Advanced Exercise: Analysis of Concurrency

Consider the following bank-transfer system:

Pseudo notation:

Account A: balance = 1000
Account B: balance = 500

Transaction 1: A → B (300 yen)
Transaction 2: B → A (200 yen)

If both transactions run concurrently:

  1. define the state transitions for each transaction;
  2. enumerate all possible interleavings;
  3. calculate the result of each execution order;
  4. analyze whether inconsistency can arise; and
  5. propose constraints that would prevent inconsistency.

Integrated Exercise: Preparing for Formal Methods

The following exercises are designed as a bridge into the formal methods covered from Chapter 3 onward:

Exercise 1: Preparing for Alloy Modeling

Analyze the user-management subsystem of a web application from the following perspectives:

  1. Identify entities: define basic elements such as User, Role, and Permission as sets.
  2. Describe relations: express mathematically relations such as “a user has a role” and “a role has permissions.”
  3. Formalize constraints: express business rules such as “there must be at least one administrator” in predicate logic.
  4. Identify invariants: express the properties that must always hold in the system.

Why this exercise matters: it prepares the modeling mindset used in Chapter 4.
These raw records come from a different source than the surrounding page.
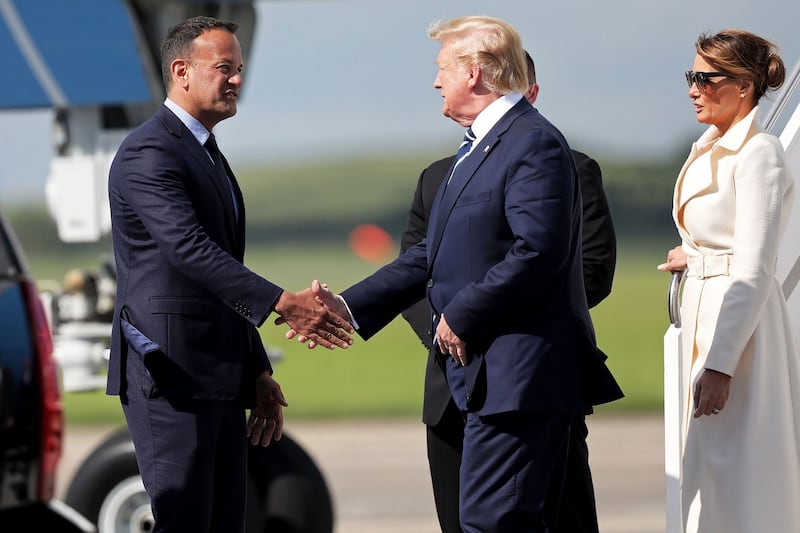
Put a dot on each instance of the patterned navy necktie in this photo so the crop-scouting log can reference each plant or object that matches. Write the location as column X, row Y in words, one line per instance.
column 216, row 156
column 463, row 150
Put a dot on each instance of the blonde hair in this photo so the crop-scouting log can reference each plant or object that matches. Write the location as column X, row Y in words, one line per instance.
column 490, row 44
column 746, row 56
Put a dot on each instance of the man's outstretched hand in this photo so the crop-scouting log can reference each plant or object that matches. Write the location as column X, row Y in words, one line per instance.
column 265, row 422
column 332, row 302
column 308, row 316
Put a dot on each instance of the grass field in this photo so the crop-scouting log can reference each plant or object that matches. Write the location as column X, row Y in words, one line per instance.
column 299, row 220
column 384, row 377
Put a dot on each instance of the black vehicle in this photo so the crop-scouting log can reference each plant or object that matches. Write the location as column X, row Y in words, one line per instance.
column 31, row 416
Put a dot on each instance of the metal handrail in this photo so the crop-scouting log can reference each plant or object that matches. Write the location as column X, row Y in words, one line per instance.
column 783, row 98
column 674, row 298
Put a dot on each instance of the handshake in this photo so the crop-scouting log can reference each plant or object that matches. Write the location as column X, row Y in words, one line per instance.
column 317, row 316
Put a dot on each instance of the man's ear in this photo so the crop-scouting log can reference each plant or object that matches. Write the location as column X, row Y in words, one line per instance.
column 180, row 69
column 474, row 75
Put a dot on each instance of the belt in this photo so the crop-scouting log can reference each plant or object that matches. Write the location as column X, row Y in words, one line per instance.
column 709, row 266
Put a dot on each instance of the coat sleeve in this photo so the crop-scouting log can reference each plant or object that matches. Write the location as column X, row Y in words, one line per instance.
column 599, row 241
column 762, row 183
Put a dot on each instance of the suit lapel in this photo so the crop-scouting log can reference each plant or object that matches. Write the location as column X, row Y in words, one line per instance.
column 449, row 193
column 215, row 176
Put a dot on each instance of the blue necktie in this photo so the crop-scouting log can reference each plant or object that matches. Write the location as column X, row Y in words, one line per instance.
column 466, row 144
column 216, row 156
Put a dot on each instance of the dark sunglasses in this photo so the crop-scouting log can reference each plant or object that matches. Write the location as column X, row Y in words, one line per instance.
column 702, row 79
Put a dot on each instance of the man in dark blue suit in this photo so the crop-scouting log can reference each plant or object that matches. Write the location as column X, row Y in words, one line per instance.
column 444, row 423
column 186, row 357
column 501, row 268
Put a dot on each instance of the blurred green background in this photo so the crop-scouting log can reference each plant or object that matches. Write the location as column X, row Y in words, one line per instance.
column 300, row 219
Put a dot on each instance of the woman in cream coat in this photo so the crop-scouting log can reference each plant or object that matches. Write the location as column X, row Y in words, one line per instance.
column 741, row 455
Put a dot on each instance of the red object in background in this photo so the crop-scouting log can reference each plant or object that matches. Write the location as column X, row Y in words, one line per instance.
column 372, row 243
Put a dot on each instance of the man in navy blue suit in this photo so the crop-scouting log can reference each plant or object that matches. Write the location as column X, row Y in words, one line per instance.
column 501, row 269
column 444, row 423
column 186, row 357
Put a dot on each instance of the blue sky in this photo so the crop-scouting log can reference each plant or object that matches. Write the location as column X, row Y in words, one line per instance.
column 344, row 77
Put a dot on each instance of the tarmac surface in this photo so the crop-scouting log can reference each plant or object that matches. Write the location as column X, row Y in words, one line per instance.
column 377, row 471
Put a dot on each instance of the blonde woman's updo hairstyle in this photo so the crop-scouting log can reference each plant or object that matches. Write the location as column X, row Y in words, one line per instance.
column 743, row 55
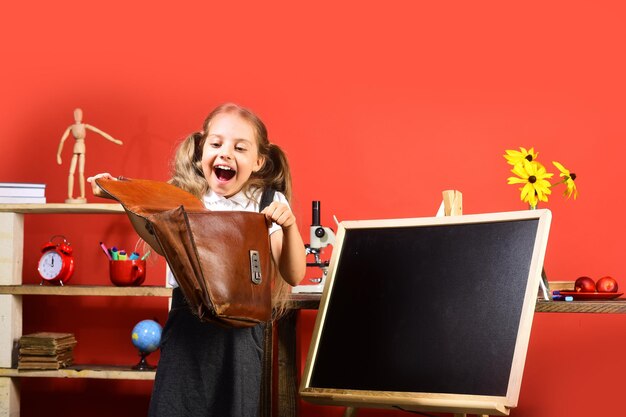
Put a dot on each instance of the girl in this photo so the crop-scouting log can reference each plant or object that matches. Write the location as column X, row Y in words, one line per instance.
column 205, row 369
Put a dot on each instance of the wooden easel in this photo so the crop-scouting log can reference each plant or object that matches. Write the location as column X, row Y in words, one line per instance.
column 452, row 205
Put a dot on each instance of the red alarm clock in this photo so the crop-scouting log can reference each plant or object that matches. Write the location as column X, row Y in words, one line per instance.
column 56, row 264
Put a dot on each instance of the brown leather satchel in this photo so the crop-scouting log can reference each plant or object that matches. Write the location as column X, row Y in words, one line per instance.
column 221, row 260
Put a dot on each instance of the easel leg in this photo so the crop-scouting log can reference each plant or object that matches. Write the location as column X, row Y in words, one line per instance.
column 350, row 412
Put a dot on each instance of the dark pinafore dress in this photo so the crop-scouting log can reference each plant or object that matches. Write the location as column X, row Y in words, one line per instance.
column 207, row 370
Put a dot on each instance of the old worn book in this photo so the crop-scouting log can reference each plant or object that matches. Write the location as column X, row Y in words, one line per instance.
column 46, row 350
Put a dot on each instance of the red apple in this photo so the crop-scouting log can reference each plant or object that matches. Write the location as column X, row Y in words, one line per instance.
column 585, row 284
column 606, row 284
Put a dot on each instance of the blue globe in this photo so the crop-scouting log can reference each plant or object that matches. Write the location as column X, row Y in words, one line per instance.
column 146, row 336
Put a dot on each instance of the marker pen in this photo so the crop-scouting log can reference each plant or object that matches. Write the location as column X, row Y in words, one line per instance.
column 106, row 251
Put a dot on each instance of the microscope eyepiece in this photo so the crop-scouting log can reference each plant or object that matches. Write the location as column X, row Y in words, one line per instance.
column 316, row 214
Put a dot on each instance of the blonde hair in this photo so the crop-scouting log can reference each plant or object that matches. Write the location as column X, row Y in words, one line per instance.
column 187, row 173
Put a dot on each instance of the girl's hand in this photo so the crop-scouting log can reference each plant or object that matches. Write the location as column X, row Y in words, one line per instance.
column 280, row 213
column 97, row 191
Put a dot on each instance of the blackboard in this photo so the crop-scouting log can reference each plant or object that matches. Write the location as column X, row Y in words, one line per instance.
column 428, row 306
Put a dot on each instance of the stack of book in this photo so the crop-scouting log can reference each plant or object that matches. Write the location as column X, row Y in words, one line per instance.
column 22, row 193
column 46, row 350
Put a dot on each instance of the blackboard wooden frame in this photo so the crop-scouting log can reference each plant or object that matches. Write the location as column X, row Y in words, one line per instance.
column 428, row 314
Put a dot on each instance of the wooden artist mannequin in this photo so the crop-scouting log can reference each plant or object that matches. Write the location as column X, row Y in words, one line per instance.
column 79, row 131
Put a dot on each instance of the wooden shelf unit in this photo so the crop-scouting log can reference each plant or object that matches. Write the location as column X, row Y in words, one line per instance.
column 12, row 292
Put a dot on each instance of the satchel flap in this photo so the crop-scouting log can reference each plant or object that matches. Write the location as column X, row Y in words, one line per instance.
column 143, row 198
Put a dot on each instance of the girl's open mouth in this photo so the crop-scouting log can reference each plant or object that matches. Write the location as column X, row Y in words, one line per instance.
column 224, row 173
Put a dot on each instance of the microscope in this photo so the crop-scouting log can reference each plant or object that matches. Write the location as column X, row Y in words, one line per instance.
column 319, row 237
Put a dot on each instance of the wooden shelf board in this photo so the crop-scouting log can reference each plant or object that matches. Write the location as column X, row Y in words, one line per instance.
column 81, row 371
column 61, row 208
column 86, row 290
column 603, row 306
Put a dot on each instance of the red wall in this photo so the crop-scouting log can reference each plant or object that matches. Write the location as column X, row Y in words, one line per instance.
column 379, row 108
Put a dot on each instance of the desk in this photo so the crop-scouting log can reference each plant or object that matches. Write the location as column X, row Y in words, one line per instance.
column 287, row 358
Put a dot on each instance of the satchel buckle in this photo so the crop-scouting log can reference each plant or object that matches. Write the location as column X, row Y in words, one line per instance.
column 255, row 267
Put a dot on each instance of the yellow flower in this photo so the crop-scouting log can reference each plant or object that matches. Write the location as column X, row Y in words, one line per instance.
column 516, row 157
column 535, row 179
column 568, row 179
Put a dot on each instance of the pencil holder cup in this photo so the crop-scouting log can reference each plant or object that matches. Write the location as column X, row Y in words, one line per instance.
column 127, row 273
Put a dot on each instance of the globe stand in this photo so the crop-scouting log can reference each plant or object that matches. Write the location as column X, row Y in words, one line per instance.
column 143, row 364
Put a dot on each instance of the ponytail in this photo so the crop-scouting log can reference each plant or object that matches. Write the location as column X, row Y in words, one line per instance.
column 275, row 172
column 187, row 165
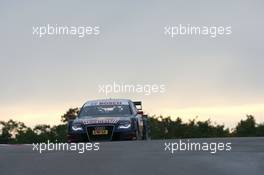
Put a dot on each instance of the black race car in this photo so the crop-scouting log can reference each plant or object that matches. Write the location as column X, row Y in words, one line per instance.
column 107, row 120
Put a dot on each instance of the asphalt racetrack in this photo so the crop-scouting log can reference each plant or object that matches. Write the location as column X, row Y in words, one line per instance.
column 137, row 157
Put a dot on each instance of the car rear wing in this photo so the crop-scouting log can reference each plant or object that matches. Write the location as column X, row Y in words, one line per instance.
column 138, row 105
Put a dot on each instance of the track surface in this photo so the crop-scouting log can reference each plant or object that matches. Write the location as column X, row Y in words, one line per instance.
column 138, row 157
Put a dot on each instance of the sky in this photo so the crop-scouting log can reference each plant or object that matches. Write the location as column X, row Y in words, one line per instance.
column 218, row 78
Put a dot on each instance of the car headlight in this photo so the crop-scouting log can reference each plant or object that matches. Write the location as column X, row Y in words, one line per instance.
column 124, row 125
column 77, row 127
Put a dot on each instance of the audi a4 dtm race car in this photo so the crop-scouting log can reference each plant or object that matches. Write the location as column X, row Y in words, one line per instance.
column 107, row 120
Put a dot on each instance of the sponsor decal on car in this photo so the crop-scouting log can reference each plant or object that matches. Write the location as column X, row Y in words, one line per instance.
column 104, row 121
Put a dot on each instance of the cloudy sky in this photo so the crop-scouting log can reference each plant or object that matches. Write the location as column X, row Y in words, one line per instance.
column 219, row 78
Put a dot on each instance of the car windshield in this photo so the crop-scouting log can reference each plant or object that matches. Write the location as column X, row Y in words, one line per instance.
column 104, row 110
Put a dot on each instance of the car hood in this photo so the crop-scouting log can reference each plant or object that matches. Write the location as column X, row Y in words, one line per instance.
column 102, row 120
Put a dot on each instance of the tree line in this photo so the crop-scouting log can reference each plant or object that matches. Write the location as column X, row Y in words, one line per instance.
column 15, row 132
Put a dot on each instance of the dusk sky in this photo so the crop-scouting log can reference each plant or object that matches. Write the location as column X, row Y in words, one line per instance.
column 219, row 78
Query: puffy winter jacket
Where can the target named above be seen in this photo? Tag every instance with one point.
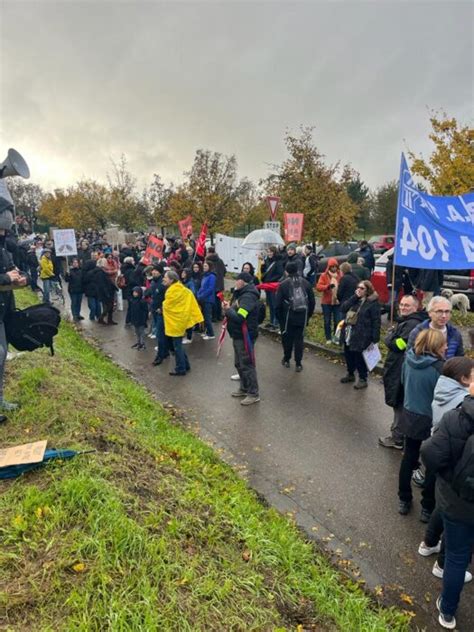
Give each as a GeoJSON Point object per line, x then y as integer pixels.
{"type": "Point", "coordinates": [441, 454]}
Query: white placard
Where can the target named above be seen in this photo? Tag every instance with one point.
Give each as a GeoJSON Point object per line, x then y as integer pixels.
{"type": "Point", "coordinates": [65, 242]}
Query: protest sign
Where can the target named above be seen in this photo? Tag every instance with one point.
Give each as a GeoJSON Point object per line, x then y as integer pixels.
{"type": "Point", "coordinates": [22, 454]}
{"type": "Point", "coordinates": [154, 250]}
{"type": "Point", "coordinates": [433, 232]}
{"type": "Point", "coordinates": [65, 242]}
{"type": "Point", "coordinates": [293, 226]}
{"type": "Point", "coordinates": [186, 226]}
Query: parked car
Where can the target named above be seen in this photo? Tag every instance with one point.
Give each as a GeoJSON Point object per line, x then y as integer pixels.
{"type": "Point", "coordinates": [459, 281]}
{"type": "Point", "coordinates": [335, 249]}
{"type": "Point", "coordinates": [382, 243]}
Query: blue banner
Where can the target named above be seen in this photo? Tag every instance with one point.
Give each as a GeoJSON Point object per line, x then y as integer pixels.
{"type": "Point", "coordinates": [432, 231]}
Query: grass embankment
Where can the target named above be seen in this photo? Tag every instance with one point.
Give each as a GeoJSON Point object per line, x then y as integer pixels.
{"type": "Point", "coordinates": [151, 532]}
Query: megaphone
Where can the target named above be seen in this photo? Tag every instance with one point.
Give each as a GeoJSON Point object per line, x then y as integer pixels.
{"type": "Point", "coordinates": [14, 165]}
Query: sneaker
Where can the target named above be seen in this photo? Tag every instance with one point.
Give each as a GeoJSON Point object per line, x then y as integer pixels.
{"type": "Point", "coordinates": [426, 551]}
{"type": "Point", "coordinates": [239, 393]}
{"type": "Point", "coordinates": [404, 507]}
{"type": "Point", "coordinates": [250, 399]}
{"type": "Point", "coordinates": [347, 378]}
{"type": "Point", "coordinates": [438, 572]}
{"type": "Point", "coordinates": [446, 621]}
{"type": "Point", "coordinates": [389, 442]}
{"type": "Point", "coordinates": [4, 405]}
{"type": "Point", "coordinates": [418, 478]}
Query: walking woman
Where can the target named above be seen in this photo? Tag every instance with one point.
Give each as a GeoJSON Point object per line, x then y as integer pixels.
{"type": "Point", "coordinates": [361, 329]}
{"type": "Point", "coordinates": [420, 372]}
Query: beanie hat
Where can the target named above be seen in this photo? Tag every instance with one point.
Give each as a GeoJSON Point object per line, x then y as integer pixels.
{"type": "Point", "coordinates": [245, 276]}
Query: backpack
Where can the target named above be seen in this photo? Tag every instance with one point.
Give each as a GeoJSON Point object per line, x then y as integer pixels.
{"type": "Point", "coordinates": [121, 282]}
{"type": "Point", "coordinates": [463, 479]}
{"type": "Point", "coordinates": [33, 327]}
{"type": "Point", "coordinates": [298, 296]}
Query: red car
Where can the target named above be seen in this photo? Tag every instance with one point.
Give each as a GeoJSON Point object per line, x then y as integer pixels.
{"type": "Point", "coordinates": [382, 243]}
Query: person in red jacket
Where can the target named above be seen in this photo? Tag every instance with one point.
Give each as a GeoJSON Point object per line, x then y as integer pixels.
{"type": "Point", "coordinates": [328, 284]}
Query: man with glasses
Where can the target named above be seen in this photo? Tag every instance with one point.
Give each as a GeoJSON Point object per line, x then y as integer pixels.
{"type": "Point", "coordinates": [439, 312]}
{"type": "Point", "coordinates": [397, 343]}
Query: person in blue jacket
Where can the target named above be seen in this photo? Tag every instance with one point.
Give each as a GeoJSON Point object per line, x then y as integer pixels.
{"type": "Point", "coordinates": [207, 297]}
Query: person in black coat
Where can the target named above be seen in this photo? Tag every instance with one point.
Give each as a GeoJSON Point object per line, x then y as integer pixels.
{"type": "Point", "coordinates": [397, 343]}
{"type": "Point", "coordinates": [441, 454]}
{"type": "Point", "coordinates": [272, 271]}
{"type": "Point", "coordinates": [89, 287]}
{"type": "Point", "coordinates": [242, 325]}
{"type": "Point", "coordinates": [138, 316]}
{"type": "Point", "coordinates": [347, 285]}
{"type": "Point", "coordinates": [361, 329]}
{"type": "Point", "coordinates": [293, 322]}
{"type": "Point", "coordinates": [105, 292]}
{"type": "Point", "coordinates": [74, 279]}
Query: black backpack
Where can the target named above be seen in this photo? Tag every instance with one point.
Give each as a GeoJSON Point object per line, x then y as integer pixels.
{"type": "Point", "coordinates": [463, 479]}
{"type": "Point", "coordinates": [33, 327]}
{"type": "Point", "coordinates": [298, 296]}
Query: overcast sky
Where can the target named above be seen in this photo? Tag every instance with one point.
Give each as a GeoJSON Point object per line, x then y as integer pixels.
{"type": "Point", "coordinates": [85, 81]}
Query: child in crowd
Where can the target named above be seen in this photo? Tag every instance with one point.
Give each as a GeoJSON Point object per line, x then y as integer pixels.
{"type": "Point", "coordinates": [138, 316]}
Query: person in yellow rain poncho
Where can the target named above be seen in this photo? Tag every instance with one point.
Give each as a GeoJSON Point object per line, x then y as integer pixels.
{"type": "Point", "coordinates": [180, 312]}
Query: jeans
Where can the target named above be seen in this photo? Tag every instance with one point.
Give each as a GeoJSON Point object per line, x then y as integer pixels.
{"type": "Point", "coordinates": [95, 308]}
{"type": "Point", "coordinates": [271, 306]}
{"type": "Point", "coordinates": [161, 338]}
{"type": "Point", "coordinates": [207, 313]}
{"type": "Point", "coordinates": [245, 368]}
{"type": "Point", "coordinates": [46, 289]}
{"type": "Point", "coordinates": [411, 455]}
{"type": "Point", "coordinates": [355, 362]}
{"type": "Point", "coordinates": [182, 362]}
{"type": "Point", "coordinates": [459, 540]}
{"type": "Point", "coordinates": [291, 339]}
{"type": "Point", "coordinates": [334, 312]}
{"type": "Point", "coordinates": [76, 301]}
{"type": "Point", "coordinates": [140, 334]}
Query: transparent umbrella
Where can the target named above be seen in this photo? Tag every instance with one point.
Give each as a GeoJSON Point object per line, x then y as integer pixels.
{"type": "Point", "coordinates": [261, 239]}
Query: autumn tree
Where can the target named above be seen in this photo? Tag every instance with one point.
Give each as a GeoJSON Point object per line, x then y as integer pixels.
{"type": "Point", "coordinates": [212, 191]}
{"type": "Point", "coordinates": [384, 207]}
{"type": "Point", "coordinates": [307, 185]}
{"type": "Point", "coordinates": [450, 168]}
{"type": "Point", "coordinates": [27, 198]}
{"type": "Point", "coordinates": [126, 209]}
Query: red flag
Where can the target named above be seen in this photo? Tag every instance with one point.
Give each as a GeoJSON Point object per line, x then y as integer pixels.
{"type": "Point", "coordinates": [201, 241]}
{"type": "Point", "coordinates": [293, 226]}
{"type": "Point", "coordinates": [186, 227]}
{"type": "Point", "coordinates": [154, 249]}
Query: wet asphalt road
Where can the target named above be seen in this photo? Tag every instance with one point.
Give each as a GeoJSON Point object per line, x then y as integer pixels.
{"type": "Point", "coordinates": [310, 448]}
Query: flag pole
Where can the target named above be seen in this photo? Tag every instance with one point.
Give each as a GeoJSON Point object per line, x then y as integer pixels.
{"type": "Point", "coordinates": [392, 298]}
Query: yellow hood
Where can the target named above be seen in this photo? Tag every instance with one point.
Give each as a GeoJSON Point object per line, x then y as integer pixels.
{"type": "Point", "coordinates": [180, 310]}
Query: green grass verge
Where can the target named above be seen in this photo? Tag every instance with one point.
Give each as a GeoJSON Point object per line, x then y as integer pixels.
{"type": "Point", "coordinates": [153, 531]}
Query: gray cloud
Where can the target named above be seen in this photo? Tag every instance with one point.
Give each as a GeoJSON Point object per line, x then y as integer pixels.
{"type": "Point", "coordinates": [83, 81]}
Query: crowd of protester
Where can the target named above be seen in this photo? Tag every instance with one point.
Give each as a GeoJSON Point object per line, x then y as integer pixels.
{"type": "Point", "coordinates": [428, 381]}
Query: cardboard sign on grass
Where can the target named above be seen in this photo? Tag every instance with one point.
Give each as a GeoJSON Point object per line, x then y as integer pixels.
{"type": "Point", "coordinates": [22, 454]}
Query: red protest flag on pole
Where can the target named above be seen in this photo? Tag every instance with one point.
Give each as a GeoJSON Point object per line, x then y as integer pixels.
{"type": "Point", "coordinates": [186, 226]}
{"type": "Point", "coordinates": [293, 226]}
{"type": "Point", "coordinates": [154, 250]}
{"type": "Point", "coordinates": [201, 241]}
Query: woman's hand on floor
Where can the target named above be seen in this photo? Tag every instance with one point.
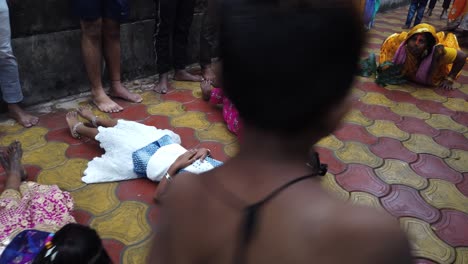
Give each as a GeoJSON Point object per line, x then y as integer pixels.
{"type": "Point", "coordinates": [446, 85]}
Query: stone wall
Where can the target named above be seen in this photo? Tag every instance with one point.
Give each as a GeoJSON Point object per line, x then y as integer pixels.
{"type": "Point", "coordinates": [390, 4]}
{"type": "Point", "coordinates": [46, 42]}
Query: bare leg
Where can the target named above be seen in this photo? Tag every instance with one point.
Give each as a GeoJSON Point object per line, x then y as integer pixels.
{"type": "Point", "coordinates": [111, 34]}
{"type": "Point", "coordinates": [11, 159]}
{"type": "Point", "coordinates": [91, 47]}
{"type": "Point", "coordinates": [77, 127]}
{"type": "Point", "coordinates": [208, 73]}
{"type": "Point", "coordinates": [22, 117]}
{"type": "Point", "coordinates": [87, 114]}
{"type": "Point", "coordinates": [163, 84]}
{"type": "Point", "coordinates": [184, 75]}
{"type": "Point", "coordinates": [206, 89]}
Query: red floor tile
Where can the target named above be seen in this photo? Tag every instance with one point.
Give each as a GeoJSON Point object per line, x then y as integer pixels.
{"type": "Point", "coordinates": [371, 87]}
{"type": "Point", "coordinates": [187, 136]}
{"type": "Point", "coordinates": [217, 150]}
{"type": "Point", "coordinates": [334, 165]}
{"type": "Point", "coordinates": [153, 215]}
{"type": "Point", "coordinates": [32, 171]}
{"type": "Point", "coordinates": [389, 148]}
{"type": "Point", "coordinates": [432, 107]}
{"type": "Point", "coordinates": [453, 228]}
{"type": "Point", "coordinates": [88, 150]}
{"type": "Point", "coordinates": [161, 122]}
{"type": "Point", "coordinates": [135, 113]}
{"type": "Point", "coordinates": [202, 106]}
{"type": "Point", "coordinates": [362, 178]}
{"type": "Point", "coordinates": [423, 261]}
{"type": "Point", "coordinates": [181, 96]}
{"type": "Point", "coordinates": [380, 113]}
{"type": "Point", "coordinates": [406, 201]}
{"type": "Point", "coordinates": [433, 167]}
{"type": "Point", "coordinates": [113, 248]}
{"type": "Point", "coordinates": [62, 135]}
{"type": "Point", "coordinates": [456, 93]}
{"type": "Point", "coordinates": [81, 217]}
{"type": "Point", "coordinates": [215, 117]}
{"type": "Point", "coordinates": [53, 120]}
{"type": "Point", "coordinates": [399, 96]}
{"type": "Point", "coordinates": [355, 133]}
{"type": "Point", "coordinates": [451, 139]}
{"type": "Point", "coordinates": [463, 186]}
{"type": "Point", "coordinates": [123, 103]}
{"type": "Point", "coordinates": [417, 126]}
{"type": "Point", "coordinates": [136, 190]}
{"type": "Point", "coordinates": [461, 118]}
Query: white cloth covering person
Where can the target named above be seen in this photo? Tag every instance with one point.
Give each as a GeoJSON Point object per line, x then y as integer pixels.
{"type": "Point", "coordinates": [131, 147]}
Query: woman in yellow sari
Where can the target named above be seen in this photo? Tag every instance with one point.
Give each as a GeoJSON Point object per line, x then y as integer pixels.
{"type": "Point", "coordinates": [425, 56]}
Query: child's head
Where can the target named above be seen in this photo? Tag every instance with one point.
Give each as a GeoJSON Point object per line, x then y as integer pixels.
{"type": "Point", "coordinates": [74, 243]}
{"type": "Point", "coordinates": [288, 64]}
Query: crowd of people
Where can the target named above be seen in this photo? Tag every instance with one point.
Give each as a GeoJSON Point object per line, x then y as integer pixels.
{"type": "Point", "coordinates": [268, 199]}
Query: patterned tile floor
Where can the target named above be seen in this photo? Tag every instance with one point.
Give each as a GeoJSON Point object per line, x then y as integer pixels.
{"type": "Point", "coordinates": [402, 149]}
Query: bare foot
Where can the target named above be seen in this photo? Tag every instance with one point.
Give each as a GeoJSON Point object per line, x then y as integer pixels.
{"type": "Point", "coordinates": [163, 85]}
{"type": "Point", "coordinates": [184, 75]}
{"type": "Point", "coordinates": [105, 104]}
{"type": "Point", "coordinates": [208, 74]}
{"type": "Point", "coordinates": [86, 113]}
{"type": "Point", "coordinates": [4, 162]}
{"type": "Point", "coordinates": [15, 153]}
{"type": "Point", "coordinates": [117, 90]}
{"type": "Point", "coordinates": [206, 89]}
{"type": "Point", "coordinates": [73, 123]}
{"type": "Point", "coordinates": [25, 119]}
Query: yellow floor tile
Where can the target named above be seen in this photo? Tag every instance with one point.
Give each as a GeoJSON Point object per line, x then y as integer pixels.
{"type": "Point", "coordinates": [442, 194]}
{"type": "Point", "coordinates": [195, 120]}
{"type": "Point", "coordinates": [382, 128]}
{"type": "Point", "coordinates": [425, 243]}
{"type": "Point", "coordinates": [399, 172]}
{"type": "Point", "coordinates": [419, 143]}
{"type": "Point", "coordinates": [355, 152]}
{"type": "Point", "coordinates": [96, 198]}
{"type": "Point", "coordinates": [126, 224]}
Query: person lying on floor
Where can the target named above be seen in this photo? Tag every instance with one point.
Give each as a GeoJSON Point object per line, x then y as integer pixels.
{"type": "Point", "coordinates": [31, 213]}
{"type": "Point", "coordinates": [134, 150]}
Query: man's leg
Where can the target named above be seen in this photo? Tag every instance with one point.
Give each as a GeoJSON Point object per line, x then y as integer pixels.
{"type": "Point", "coordinates": [9, 76]}
{"type": "Point", "coordinates": [420, 12]}
{"type": "Point", "coordinates": [91, 47]}
{"type": "Point", "coordinates": [411, 12]}
{"type": "Point", "coordinates": [208, 39]}
{"type": "Point", "coordinates": [111, 35]}
{"type": "Point", "coordinates": [183, 21]}
{"type": "Point", "coordinates": [164, 25]}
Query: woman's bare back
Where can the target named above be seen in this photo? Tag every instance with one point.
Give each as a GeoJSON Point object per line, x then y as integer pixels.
{"type": "Point", "coordinates": [301, 224]}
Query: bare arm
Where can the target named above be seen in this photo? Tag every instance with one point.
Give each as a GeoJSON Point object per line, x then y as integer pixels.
{"type": "Point", "coordinates": [458, 64]}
Exercise 2: Preparing for Z Notation

Analyze the basic operations of a bank-account system as state transformations:

  1. State schema: define the account state, including balance and account number, as a set of variables.
  2. Operation schemas: describe deposit, withdrawal, and transfer using preconditions and postconditions.
  3. Error handling: formalize exceptional situations such as insufficient funds.
  4. Operation composition: describe compound operations built from multiple basic operations.

Why this exercise matters: it prepares the state-and-operation viewpoint used in Chapter 5.

Exercise 3: Foundations of CSP Concurrency

Analyze client-server communication in a chat system:

  1. Identify processes: describe the client, server, and message queue as concurrent processes.
  2. Communication channels: express synchronized send/receive behavior mathematically.
  3. Protocol design: specify ordering constraints for login, message sending, and logout.
  4. Deadlock analysis: identify possible concurrency problems.

Why this exercise matters: it prepares the concurrency viewpoint used in Chapter 6.

Exercise 4: Foundations of TLA+ Temporal Logic

Analyze the consistency of a distributed file system from a temporal perspective:

  1. State variables: define file versions and replica state as functions of time.
  2. Safety properties: express timeless safety properties such as “data is not lost” and “consistency is preserved.”
  3. Liveness properties: express progress properties such as “a request is eventually processed.”
  4. Temporal constraints: express time-dependent constraints such as update order and timeout behavior.

Why this exercise matters: it prepares the temporal and distributed-systems viewpoint used in Chapter 7.

Through these exercises, you can develop a firm foundation for the formal specification techniques introduced from Chapter 3 onward by making the correspondence between programming concepts and mathematical concepts explicit. The next chapter builds on those concepts to show how to write specifications that eliminate ambiguity.